Mendelssohn, who was last earlier in the year in the Kentucky Derby (G1), carved out the early fractions in the BC Classic, covering a half-mile in 46.46 seconds. He remained in front until the field of 14 straightened away in the stretch and Accelerate motored past him with a three-wide move.

As Mendelssohn dropped back, first Dubai World Cup (G1) winner Thunder Snow, and then Gunnevera, who was third in the Pegasus World Cup (G1), picked up the chase.

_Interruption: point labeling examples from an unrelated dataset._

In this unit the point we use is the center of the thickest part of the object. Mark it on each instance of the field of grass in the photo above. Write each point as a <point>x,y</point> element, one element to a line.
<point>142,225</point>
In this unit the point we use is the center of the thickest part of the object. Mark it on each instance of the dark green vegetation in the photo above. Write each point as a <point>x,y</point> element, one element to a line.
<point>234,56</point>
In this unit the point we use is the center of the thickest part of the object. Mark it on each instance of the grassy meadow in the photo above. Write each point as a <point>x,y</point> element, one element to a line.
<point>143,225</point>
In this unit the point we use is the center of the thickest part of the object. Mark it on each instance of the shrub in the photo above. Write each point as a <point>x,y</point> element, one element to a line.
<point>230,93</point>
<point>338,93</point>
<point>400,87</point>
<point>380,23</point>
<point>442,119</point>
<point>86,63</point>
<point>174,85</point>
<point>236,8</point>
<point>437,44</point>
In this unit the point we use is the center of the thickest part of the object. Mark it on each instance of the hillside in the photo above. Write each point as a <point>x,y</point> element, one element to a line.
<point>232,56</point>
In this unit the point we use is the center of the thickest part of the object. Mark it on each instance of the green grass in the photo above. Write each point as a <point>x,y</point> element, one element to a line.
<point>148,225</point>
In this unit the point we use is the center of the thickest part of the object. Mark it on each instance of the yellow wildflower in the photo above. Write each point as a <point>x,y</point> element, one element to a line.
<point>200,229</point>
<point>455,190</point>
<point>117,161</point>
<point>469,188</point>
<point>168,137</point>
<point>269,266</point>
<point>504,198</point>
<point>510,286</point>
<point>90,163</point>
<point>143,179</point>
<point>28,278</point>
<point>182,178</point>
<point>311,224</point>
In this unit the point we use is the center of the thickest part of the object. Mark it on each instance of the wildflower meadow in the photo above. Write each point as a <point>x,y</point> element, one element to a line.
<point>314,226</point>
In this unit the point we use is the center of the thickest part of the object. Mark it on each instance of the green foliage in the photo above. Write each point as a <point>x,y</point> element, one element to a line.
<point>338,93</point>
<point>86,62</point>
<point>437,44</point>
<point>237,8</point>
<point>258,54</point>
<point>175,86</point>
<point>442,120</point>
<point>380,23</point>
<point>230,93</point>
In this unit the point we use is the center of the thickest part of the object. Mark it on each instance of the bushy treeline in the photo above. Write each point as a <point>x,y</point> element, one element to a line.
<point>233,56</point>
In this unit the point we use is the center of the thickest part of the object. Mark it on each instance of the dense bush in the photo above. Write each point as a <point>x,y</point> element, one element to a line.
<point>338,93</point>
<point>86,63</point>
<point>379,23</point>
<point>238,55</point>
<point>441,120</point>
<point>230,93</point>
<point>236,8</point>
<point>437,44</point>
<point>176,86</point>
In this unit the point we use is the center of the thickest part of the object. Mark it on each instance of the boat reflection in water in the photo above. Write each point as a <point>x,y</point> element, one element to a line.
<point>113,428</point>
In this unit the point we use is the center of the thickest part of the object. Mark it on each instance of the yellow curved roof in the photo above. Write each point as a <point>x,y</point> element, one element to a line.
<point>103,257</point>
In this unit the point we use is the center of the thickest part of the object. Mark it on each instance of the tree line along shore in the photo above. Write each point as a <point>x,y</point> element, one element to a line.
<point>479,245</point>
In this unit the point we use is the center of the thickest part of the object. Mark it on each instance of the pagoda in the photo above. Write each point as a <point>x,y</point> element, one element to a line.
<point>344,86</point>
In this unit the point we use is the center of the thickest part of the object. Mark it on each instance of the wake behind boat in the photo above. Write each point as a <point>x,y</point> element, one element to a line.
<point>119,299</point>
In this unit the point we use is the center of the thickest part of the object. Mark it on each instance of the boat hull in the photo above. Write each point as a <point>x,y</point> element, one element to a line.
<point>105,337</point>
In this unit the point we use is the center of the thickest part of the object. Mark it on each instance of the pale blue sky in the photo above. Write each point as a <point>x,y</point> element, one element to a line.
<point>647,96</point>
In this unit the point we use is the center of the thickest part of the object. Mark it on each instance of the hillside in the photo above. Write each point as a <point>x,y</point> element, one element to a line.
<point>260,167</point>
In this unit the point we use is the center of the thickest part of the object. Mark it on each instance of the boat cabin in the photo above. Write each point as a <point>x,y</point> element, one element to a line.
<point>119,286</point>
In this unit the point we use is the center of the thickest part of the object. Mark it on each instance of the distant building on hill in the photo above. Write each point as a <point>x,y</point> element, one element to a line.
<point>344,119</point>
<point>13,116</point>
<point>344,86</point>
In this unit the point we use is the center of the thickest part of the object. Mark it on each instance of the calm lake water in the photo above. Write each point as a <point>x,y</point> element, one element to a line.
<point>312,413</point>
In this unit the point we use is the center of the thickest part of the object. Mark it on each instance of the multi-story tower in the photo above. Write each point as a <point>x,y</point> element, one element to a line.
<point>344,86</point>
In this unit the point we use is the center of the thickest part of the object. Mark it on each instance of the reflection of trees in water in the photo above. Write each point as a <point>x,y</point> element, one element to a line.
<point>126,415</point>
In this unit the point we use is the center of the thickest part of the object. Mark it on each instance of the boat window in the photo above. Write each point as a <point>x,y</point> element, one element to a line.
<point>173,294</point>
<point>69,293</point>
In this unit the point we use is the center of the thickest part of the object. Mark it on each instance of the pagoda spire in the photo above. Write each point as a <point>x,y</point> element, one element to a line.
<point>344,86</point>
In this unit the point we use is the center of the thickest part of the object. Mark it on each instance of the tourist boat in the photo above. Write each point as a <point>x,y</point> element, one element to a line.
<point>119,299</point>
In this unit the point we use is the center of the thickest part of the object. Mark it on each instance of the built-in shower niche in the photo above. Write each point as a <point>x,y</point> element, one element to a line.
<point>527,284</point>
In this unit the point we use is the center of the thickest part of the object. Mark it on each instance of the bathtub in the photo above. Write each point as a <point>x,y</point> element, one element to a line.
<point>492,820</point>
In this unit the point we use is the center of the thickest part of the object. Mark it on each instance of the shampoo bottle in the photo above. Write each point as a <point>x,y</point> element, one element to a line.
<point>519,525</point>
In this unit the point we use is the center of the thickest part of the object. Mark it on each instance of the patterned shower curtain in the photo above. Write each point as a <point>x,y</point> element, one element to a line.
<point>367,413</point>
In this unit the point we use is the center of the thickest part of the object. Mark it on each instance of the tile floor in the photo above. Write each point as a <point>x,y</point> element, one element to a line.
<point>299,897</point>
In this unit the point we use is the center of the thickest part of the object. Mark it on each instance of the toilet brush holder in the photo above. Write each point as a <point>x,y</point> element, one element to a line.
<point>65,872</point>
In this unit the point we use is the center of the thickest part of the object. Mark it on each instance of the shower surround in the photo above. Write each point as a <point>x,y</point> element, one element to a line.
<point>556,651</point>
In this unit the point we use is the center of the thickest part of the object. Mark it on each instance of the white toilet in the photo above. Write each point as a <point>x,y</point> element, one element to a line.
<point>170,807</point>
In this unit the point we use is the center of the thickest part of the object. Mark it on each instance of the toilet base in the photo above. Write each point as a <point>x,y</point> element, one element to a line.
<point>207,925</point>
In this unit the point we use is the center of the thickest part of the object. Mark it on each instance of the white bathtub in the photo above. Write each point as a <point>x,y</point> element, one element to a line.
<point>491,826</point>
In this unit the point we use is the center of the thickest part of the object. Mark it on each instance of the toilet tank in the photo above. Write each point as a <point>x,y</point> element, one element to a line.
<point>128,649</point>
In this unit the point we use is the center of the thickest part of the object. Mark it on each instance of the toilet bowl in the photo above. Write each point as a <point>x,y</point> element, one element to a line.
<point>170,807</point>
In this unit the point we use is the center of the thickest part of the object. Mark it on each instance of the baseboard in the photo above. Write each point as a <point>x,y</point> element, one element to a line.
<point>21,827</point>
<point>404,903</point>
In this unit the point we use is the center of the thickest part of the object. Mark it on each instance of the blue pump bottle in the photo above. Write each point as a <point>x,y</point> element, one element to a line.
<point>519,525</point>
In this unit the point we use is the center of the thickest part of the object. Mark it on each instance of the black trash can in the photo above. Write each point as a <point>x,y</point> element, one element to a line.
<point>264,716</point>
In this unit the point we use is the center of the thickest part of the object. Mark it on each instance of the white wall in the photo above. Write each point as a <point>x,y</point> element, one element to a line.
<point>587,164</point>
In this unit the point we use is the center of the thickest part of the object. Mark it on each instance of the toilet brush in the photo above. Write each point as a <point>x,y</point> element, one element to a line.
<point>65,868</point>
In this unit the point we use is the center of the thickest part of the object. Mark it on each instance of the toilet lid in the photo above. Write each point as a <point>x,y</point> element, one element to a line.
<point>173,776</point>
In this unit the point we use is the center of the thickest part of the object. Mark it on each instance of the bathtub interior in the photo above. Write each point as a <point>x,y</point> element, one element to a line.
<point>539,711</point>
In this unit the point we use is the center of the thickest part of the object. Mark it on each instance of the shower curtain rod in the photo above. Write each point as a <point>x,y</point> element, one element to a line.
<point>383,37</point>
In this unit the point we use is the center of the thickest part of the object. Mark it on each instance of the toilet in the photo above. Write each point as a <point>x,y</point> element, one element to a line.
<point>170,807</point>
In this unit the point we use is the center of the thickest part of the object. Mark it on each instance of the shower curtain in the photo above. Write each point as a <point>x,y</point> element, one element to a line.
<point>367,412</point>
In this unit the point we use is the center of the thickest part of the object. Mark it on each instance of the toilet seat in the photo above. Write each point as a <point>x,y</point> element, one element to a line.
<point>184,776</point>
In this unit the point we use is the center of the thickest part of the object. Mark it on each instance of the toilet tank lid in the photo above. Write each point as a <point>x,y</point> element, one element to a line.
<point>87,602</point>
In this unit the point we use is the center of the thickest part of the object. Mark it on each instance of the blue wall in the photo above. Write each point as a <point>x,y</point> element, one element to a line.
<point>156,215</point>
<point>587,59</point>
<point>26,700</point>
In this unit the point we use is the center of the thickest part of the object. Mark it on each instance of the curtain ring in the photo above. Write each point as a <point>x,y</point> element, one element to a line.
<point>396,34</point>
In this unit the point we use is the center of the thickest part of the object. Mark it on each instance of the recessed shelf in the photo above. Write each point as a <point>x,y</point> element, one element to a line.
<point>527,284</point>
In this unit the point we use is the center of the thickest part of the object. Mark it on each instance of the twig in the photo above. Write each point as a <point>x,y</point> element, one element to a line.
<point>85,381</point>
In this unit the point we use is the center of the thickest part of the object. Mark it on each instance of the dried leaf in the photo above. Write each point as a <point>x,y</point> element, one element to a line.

Gunnevera had the stronger kick of the two but could not collar Accelerate, who benefitted from a smart ride by jockey Joel Rosario, who won the featured BC Juvenile (G1) a day earlier with Game Winner.

Thunder Snow was three-quarters-of-a-length behind Gunnevera and finished third a nose ahead of Yoshida. Mendelssohn was fifth.

Accelerate, who broke from the outside post in the field of 14, went off at 5-2 and paid $7.40.

The final time for the mile-and-a-quarter was 2:02.93.